Adjusting the configuration, such as replacing failed servers or changing replication levels, is sometimes necessary in practice. Ratis facilitates these functionalities through joint consensus, allowing for simultaneous addition or replacement of multiple servers in a cluster.

For details on how joint consensus algorithm works, please refer to section 4.3 in Raft Paper

During membership changes, the availability guarantee of Raft is more vulnerable than usual. Agreement (for elections and entry commitment) requires separate majorities from both the old and new configurations. For example, when changing from a cluster of 3 servers to a different cluster of 9 servers, agreement requires both 2 of the 3 servers in the old configuration and 5 of the 9 servers in the new configuration. Be careful to keep both separate majorities online!

Adding a new server

To add a new node (e.g., N3) to an existing group (e.g., N0, N1, N2), follow these steps:

  1. Start the new peer N3 with EMPTY group.
RaftServer N3 = RaftServer.newBuilder()
  .setGroup(RaftGroup.emptygroup())
  .setProperties(properties)
  .setServerId(n3id)
  .setStateMachine(userStateMachine)
  .build();
N3.start()
  1. Invoke a setConfiguration method in the AdminApi with the new group as the parameter.
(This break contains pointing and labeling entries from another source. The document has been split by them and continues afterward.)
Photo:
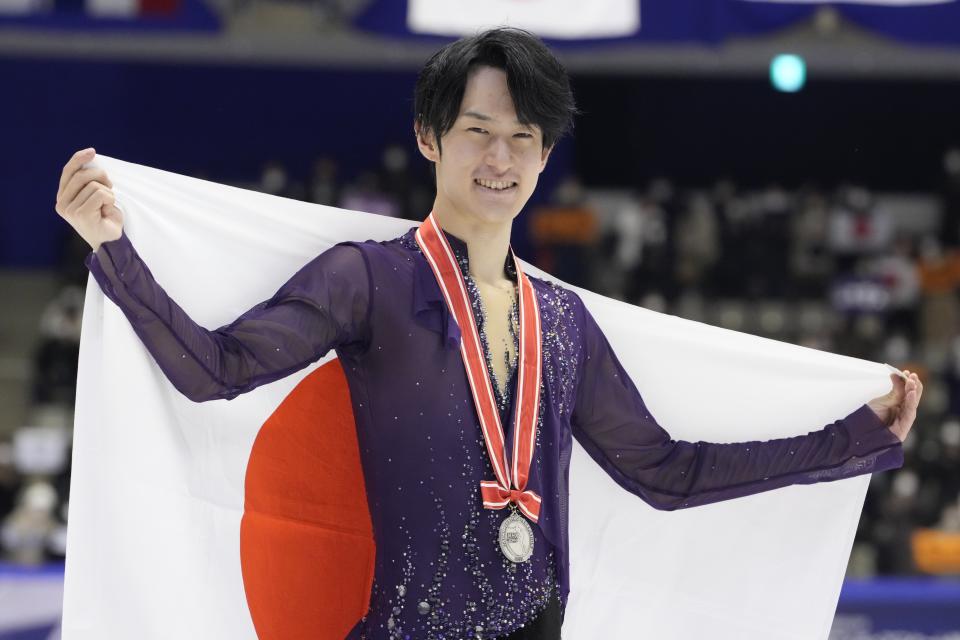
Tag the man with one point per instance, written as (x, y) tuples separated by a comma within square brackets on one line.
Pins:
[(468, 378)]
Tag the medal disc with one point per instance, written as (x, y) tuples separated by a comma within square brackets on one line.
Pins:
[(516, 538)]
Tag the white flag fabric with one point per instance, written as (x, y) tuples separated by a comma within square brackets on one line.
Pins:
[(158, 495), (562, 19)]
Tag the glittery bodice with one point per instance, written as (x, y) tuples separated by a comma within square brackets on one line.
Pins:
[(439, 571)]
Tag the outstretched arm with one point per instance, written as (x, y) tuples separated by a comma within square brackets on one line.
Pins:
[(324, 305), (611, 421)]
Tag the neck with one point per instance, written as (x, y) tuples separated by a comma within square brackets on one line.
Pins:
[(487, 244)]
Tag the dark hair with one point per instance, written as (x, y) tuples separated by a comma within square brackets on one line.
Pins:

It will wait for the new peer to catch up before returning the reply.
reply = client.admin().setConfiguration(List.of(N0, N1, N2, N3))

⚠️ Note

Avoid starting N3 with the group (N0, N1, N2, N3) as it may lead to shutdown scenarios, particularly if N3 initiates a leader election before being recognized by original peers.

Removing an existing peer

To remove an existing node (e.g., N3) from a group (e.g., N0, N1, N2, N3), follow these steps:

  1. Issue a setConfiguration request to inform about the configuration change.
reply = client.admin().setConfiguration(List.of(N0, N1, N2))
  1. Check if reply.isSuccess()

Note that N3 will automatically shut down. The data in N3 can be safely deleted.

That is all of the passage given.